We estimate that the median 2021 premium tax credit for off-marketplace enrollees in California would be $311 if they switched to marketplace plans, with wide variation by age and plan size.
Objectives: The 2021 American Rescue Plan Act (ARPA) increased the availability and magnitude of premium tax credits (PTCs) for consumers purchasing individual marketplace plans in 2021-2022. Millions currently purchase PTC-ineligible plans off of the marketplace. We estimate the proportion of off-marketplace enrollees who would be eligible for the expanded PTCs under ARPA, calculate PTC amounts for eligible enrollees, and examine factors influencing plan choice that could inform outreach efforts.
Study Design: We analyzed data from a survey of a random sample of off-marketplace enrollees in California in 2017 (n = 829).
Methods: Using survey data including self-reported income, household size, and employment status combined with 2021 benchmark premium data from Covered California, we estimate eligibility for PTCs and potential PTC amounts under ARPA among off-marketplace enrollees. We adjust for both survey design weights and poststratification weights.

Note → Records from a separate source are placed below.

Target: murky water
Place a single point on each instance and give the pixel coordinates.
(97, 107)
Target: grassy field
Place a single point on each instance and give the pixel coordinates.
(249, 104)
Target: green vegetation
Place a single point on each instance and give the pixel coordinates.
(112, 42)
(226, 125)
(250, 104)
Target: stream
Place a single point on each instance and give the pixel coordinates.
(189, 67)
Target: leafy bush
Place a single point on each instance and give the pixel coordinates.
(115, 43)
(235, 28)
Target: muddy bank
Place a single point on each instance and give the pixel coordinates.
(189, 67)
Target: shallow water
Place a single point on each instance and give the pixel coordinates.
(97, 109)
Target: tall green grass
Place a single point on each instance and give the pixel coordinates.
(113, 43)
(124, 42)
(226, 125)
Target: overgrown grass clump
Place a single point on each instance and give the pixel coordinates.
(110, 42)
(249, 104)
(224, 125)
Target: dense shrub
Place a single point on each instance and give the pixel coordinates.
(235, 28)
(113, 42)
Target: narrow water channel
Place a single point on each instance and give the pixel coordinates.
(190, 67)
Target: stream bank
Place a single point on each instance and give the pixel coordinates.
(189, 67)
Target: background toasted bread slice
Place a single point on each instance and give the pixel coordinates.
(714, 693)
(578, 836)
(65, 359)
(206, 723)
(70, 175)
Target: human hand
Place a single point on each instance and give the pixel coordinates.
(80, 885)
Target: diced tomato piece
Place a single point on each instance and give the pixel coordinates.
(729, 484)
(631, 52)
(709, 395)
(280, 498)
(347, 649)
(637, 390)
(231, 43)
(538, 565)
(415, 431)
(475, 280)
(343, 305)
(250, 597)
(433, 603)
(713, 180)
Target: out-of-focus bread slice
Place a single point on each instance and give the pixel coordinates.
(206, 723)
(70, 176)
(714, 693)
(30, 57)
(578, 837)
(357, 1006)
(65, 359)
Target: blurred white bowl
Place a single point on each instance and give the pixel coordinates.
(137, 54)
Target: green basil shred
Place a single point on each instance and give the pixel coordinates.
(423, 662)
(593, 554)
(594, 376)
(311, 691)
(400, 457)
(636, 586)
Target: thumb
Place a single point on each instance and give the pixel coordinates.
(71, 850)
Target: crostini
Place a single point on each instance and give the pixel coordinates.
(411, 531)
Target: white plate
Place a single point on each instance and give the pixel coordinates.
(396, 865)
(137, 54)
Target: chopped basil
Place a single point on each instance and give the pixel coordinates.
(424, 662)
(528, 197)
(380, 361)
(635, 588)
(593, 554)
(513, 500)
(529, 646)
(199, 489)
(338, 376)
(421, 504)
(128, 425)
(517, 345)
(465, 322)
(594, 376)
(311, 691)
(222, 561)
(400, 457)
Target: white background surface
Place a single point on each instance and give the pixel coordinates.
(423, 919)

Results: Among off-marketplace enrollees, we estimate that approximately 12% are potentially ineligible for PTCs because they reported incomes less than 100% of the poverty level or because they had access to employer-sponsored coverage for their family through themselves or their partner. The median annual PTC in 2021 for eligible off-marketplace enrollees was $311 but varied greatly by age, family or individual plan, and household income (5%-95% range, $0-$14,836). In 2017, 69% of off-marketplace enrollees were unaware that they had to enroll in marketplace plans to receive PTCs, and 51% received enrollment assistance from insurance brokers.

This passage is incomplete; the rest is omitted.